I learned about Karifuri-dake’s existence just twelve hours before meeting at the trailhead. There weren’t any significant storms hitting Hokkaido for the emperor’s birthday (a February mid-week national holiday), so Tim, Rob, and I decided to plan a tour in my “backyard”, here near Shimukappu.
I’ve got a list of local mountains I want to explore, but I haven’t made much time to tour in the Shimukappu area since I arrived a year and a half ago. There’s usually a far-off mountain with a fresh dump beckoning to us. But, the forecast for a moderate breeze from the west meant a skiable lee slope with as much fresh snow as anywhere, which left us with a simple decision.
Plus, Rob blew my mind when he shared that Karifuri-dake is where Hoshino Resorts runs a cat skiing operation. Wait, whatttttt?!?!?! The existence of paying customers indicated an abundance of skiable slopes if we were game for the lengthy approach (we always are!). I was learning so much about the Shimukappu Township, and it was time to research the mountain myself. Rob had a GPS track for the tour, so I focused on reading up as much as I could about Karifuri-dake (in the limited time I had before the trip).

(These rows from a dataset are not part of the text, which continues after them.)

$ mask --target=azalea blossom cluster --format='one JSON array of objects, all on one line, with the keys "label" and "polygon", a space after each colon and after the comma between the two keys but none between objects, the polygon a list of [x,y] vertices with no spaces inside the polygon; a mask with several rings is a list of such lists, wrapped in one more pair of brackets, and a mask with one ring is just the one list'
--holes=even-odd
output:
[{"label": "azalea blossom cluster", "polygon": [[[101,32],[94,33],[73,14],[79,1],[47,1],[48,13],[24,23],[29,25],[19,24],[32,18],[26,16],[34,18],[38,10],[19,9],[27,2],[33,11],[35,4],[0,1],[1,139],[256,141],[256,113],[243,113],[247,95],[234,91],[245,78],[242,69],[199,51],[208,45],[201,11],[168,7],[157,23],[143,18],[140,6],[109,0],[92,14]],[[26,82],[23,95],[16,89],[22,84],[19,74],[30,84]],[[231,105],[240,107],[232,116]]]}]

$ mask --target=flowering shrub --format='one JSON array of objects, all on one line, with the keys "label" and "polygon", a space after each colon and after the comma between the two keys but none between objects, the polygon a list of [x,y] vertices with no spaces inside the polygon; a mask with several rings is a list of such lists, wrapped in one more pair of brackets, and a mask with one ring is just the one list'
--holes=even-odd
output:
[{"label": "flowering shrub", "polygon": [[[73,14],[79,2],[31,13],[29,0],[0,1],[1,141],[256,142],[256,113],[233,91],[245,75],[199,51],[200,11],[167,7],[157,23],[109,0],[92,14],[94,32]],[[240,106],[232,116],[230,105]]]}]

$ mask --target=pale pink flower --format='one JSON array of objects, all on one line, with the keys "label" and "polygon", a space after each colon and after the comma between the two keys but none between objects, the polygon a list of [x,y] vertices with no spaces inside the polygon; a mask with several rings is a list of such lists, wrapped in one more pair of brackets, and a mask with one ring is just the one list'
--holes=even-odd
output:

The first English resource my search turned up was a heli-skiing incident report from 2013 (PDF here | HokkaidoWilds.org backup). The pilot caught one of the helicopter’s landing skids on a small ground pine, lost control, and crashed. No one was injured and it was just the beginning of the entertaining reading. I then turned to John Morrell, a legendary Australian mountain guide who now runs a ski lodge in Tomamu. His arrival in the early 80s and his ski shop in Furano are often credited with opening Central Hokkaido to foreigners.

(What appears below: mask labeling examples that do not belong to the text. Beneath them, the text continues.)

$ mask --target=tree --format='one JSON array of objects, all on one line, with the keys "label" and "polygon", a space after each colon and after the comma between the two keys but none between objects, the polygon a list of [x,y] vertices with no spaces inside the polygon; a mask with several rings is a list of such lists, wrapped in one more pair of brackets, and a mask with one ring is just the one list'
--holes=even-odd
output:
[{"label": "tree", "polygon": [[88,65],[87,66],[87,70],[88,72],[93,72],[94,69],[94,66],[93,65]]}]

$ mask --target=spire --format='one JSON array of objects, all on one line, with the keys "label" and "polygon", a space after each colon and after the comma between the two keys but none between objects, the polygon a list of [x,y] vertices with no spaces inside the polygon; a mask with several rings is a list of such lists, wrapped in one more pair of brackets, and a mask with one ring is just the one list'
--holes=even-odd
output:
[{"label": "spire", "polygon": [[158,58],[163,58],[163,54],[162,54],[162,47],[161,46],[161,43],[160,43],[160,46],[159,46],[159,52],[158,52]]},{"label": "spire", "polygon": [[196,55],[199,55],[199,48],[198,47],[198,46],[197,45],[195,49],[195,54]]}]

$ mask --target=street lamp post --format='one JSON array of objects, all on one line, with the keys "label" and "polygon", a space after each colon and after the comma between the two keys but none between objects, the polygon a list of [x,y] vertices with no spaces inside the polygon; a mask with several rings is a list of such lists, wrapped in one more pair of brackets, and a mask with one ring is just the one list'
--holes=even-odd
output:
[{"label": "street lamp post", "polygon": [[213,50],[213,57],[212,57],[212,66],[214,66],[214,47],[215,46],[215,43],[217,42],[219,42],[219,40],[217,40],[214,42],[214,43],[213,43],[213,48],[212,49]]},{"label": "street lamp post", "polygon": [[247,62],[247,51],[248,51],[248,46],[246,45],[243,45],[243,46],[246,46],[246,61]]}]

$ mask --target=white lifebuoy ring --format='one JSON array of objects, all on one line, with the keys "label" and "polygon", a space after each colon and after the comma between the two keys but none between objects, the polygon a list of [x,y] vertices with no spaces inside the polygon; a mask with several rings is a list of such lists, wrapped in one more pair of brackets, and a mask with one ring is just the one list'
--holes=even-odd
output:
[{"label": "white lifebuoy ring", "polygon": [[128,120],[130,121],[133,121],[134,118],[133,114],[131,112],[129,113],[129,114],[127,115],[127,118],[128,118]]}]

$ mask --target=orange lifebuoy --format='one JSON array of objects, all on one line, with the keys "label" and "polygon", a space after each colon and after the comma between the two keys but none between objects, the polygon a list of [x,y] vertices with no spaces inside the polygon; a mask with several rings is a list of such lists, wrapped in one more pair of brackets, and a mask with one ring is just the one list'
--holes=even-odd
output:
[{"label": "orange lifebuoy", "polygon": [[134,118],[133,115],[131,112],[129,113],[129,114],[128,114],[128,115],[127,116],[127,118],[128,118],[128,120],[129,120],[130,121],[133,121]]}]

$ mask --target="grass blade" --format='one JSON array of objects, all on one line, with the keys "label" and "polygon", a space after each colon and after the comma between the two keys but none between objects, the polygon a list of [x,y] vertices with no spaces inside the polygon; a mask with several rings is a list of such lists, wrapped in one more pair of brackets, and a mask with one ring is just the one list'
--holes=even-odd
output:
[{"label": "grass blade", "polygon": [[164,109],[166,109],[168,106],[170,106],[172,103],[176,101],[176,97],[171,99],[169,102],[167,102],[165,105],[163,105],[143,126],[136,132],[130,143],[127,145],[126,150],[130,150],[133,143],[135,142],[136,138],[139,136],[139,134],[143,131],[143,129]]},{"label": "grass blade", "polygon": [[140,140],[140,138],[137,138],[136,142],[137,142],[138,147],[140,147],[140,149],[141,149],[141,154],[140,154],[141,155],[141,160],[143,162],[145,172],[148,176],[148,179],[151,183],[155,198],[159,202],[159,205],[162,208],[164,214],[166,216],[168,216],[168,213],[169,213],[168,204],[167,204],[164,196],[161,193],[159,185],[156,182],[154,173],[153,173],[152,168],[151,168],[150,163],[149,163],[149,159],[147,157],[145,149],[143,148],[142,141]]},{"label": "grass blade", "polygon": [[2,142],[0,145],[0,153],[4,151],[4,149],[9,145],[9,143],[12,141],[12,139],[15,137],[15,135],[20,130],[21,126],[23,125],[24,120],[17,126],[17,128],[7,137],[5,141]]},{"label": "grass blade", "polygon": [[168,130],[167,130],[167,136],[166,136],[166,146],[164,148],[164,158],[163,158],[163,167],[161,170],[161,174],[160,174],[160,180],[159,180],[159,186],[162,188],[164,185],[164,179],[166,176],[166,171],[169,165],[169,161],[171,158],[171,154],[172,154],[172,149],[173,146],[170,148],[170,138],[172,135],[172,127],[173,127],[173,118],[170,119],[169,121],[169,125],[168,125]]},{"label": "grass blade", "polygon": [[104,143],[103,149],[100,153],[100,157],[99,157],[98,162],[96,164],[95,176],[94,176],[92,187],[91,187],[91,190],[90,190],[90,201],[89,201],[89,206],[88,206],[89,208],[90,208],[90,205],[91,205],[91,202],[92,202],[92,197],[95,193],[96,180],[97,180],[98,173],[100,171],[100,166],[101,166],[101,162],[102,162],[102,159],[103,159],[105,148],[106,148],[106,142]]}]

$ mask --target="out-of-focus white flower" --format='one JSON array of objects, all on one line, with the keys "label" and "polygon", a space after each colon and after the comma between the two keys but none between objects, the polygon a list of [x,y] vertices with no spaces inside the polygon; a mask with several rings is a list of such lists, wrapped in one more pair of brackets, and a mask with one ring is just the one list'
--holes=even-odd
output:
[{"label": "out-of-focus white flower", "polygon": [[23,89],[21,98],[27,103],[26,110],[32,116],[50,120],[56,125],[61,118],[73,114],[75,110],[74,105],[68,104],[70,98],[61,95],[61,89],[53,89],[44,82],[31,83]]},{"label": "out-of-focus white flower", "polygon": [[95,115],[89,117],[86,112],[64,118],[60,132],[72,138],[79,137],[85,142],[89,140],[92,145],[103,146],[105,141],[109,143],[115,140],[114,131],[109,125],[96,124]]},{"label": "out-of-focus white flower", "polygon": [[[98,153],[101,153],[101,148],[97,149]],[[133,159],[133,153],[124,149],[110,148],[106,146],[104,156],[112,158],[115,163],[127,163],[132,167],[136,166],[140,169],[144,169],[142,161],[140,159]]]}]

Rob had arrived to my place in Shimukappu that night, ahead of an early start the next morning. We had gotten caught up in the excitement of planning for the next day when we realized that it was past our bedtime. I started a fresh loaf in the bread maker for lunch (unwittingly, I tested Rob’s ability to sleep through a commotion), and we said good night.
The clouds were high and we had a beautiful view to the northwest of Tomamu Resort and Ochiai-dake; we kept moving, knowing that the forecast called for the breeze to increase and the clouds to move significantly lower throughout the day. Our route started us on a farm road through fields before transitioning to a forestry road as we climbed up the base of the mountain.

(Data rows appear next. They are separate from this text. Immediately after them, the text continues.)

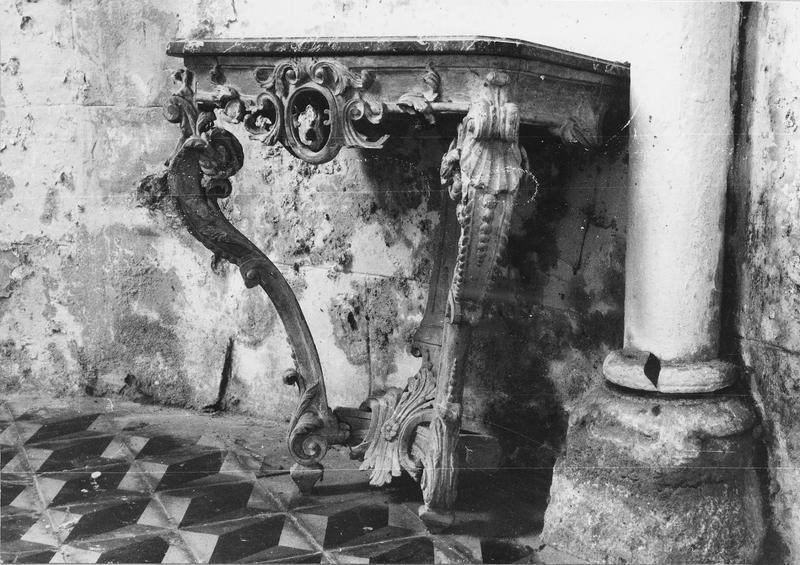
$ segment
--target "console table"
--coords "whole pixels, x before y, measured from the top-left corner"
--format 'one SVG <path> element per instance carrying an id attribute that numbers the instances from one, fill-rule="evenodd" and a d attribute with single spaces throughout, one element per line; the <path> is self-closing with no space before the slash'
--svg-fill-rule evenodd
<path id="1" fill-rule="evenodd" d="M 289 426 L 291 475 L 301 491 L 322 476 L 331 445 L 349 445 L 382 485 L 407 471 L 421 483 L 420 515 L 452 520 L 466 354 L 471 328 L 507 238 L 528 168 L 520 128 L 545 128 L 564 143 L 601 147 L 624 127 L 628 67 L 509 39 L 487 37 L 286 38 L 171 42 L 182 57 L 180 89 L 164 107 L 180 124 L 167 181 L 192 235 L 260 286 L 286 328 L 296 367 L 285 382 L 300 400 Z M 241 123 L 260 143 L 281 143 L 309 163 L 342 147 L 381 149 L 388 117 L 433 123 L 463 117 L 442 157 L 441 183 L 456 204 L 460 234 L 450 267 L 432 277 L 415 336 L 419 372 L 360 408 L 331 410 L 314 339 L 281 272 L 221 212 L 229 178 L 243 166 Z M 534 156 L 535 158 L 535 156 Z M 444 249 L 448 252 L 448 249 Z M 439 271 L 442 271 L 441 273 Z M 444 292 L 437 280 L 446 280 Z M 441 285 L 439 285 L 441 287 Z"/>

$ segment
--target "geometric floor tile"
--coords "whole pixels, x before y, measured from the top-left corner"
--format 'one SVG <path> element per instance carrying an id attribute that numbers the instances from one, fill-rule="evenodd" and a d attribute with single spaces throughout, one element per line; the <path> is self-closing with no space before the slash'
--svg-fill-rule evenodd
<path id="1" fill-rule="evenodd" d="M 170 548 L 158 535 L 62 546 L 50 563 L 161 563 Z"/>
<path id="2" fill-rule="evenodd" d="M 52 507 L 22 539 L 47 544 L 109 532 L 136 523 L 149 501 L 141 494 L 110 491 L 91 502 Z"/>
<path id="3" fill-rule="evenodd" d="M 52 506 L 88 502 L 117 489 L 129 469 L 130 463 L 111 461 L 91 469 L 44 473 L 39 477 L 38 488 Z"/>
<path id="4" fill-rule="evenodd" d="M 3 471 L 14 473 L 29 466 L 33 471 L 46 473 L 81 467 L 97 459 L 112 439 L 111 434 L 83 431 L 33 443 L 25 447 L 24 454 L 9 461 Z"/>
<path id="5" fill-rule="evenodd" d="M 56 548 L 26 541 L 3 542 L 0 544 L 0 560 L 3 563 L 49 563 Z"/>
<path id="6" fill-rule="evenodd" d="M 389 508 L 370 502 L 351 501 L 304 508 L 295 511 L 294 515 L 325 549 L 350 545 L 358 538 L 389 525 Z"/>
<path id="7" fill-rule="evenodd" d="M 166 490 L 218 473 L 226 451 L 213 447 L 188 446 L 160 454 L 141 456 L 120 488 L 134 490 L 146 481 L 148 488 Z"/>
<path id="8" fill-rule="evenodd" d="M 372 488 L 346 450 L 329 451 L 323 480 L 299 493 L 284 423 L 239 425 L 245 447 L 228 416 L 92 402 L 0 400 L 3 563 L 568 562 L 538 542 L 544 504 L 508 478 L 461 483 L 477 490 L 460 494 L 449 533 L 432 535 L 416 483 Z M 549 482 L 537 488 L 544 501 Z"/>
<path id="9" fill-rule="evenodd" d="M 233 563 L 278 545 L 286 516 L 253 516 L 182 528 L 180 535 L 202 563 Z"/>
<path id="10" fill-rule="evenodd" d="M 236 476 L 214 475 L 183 488 L 158 493 L 138 523 L 180 528 L 261 513 L 248 509 L 253 483 Z"/>

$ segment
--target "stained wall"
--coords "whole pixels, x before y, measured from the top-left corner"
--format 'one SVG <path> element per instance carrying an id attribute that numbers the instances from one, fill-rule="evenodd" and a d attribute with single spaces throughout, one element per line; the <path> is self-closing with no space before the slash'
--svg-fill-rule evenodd
<path id="1" fill-rule="evenodd" d="M 274 308 L 235 268 L 212 265 L 158 180 L 178 137 L 160 108 L 180 66 L 165 45 L 481 33 L 626 58 L 614 31 L 625 5 L 505 2 L 488 13 L 460 2 L 476 17 L 454 18 L 451 4 L 2 2 L 0 392 L 288 417 L 296 392 L 280 383 L 292 361 Z M 246 165 L 223 210 L 298 295 L 334 406 L 402 386 L 419 366 L 410 337 L 436 253 L 438 158 L 454 126 L 319 166 L 230 126 Z M 565 409 L 621 344 L 627 155 L 624 143 L 603 155 L 533 134 L 525 144 L 537 181 L 514 219 L 496 317 L 477 332 L 465 418 L 498 433 L 510 462 L 551 462 Z"/>
<path id="2" fill-rule="evenodd" d="M 723 344 L 763 422 L 765 562 L 800 562 L 800 6 L 746 7 Z"/>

As we transitioned into the forest, we noticed there were many downed trees and it was a peaceful, mixed forest to be hiking through. Our approach to the mountain’s western aspect had us cross under a high-voltage transmission line before the slope increased as we gained the ridge and reached the summit. The track Rob had found on Yamareco.com followed the ridge north and skied the backside and the mountain’s northern and eastern aspect. We were interested in seeing the possible slopes and taking a run.
We chose our first spot to drop in and had a sweet 150ish-meter ski. It was good, albeit short.
We transitioned to climbing mode and broke trail through deep snow back up to the summit ridge for another run.
This time, we decided to continue down through a dense thicket of shirakaba to see if it was possible to get any good turns lower down. There was hooting and hollering as Rob broke through to a wide-open slope with towering, gnarled shirakaba. We got to the bottom, excited that we had discovered an almost equal length run to the first.
We skinned up for two more runs before deciding to call it. We were tired, but most importantly, Rob had an online meeting to get to at 5. Each of our runs had moved us farther north down the ridge, and we were thoroughly impressed by the widely spaced trees and the length of the runs. We looked forward to returning, but for today the clouds had socked in the summit, and the wind had picked up, making it the right time to get to the onsen and a motsunabe feast at my apartment.
We made our way back to just below the summit, ripped our skins, and traversed to where we could ski down the western aspect. The exit was nothing special in terms of skiing, but it’s always fun to be bouncing around snowy woods. We all agreed that Karifuri-dake had lots to enjoy for folks willing to put in the effort on the approach. At the trailhead we said bye to Tim and got back to my apartment in time for Rob’s meeting.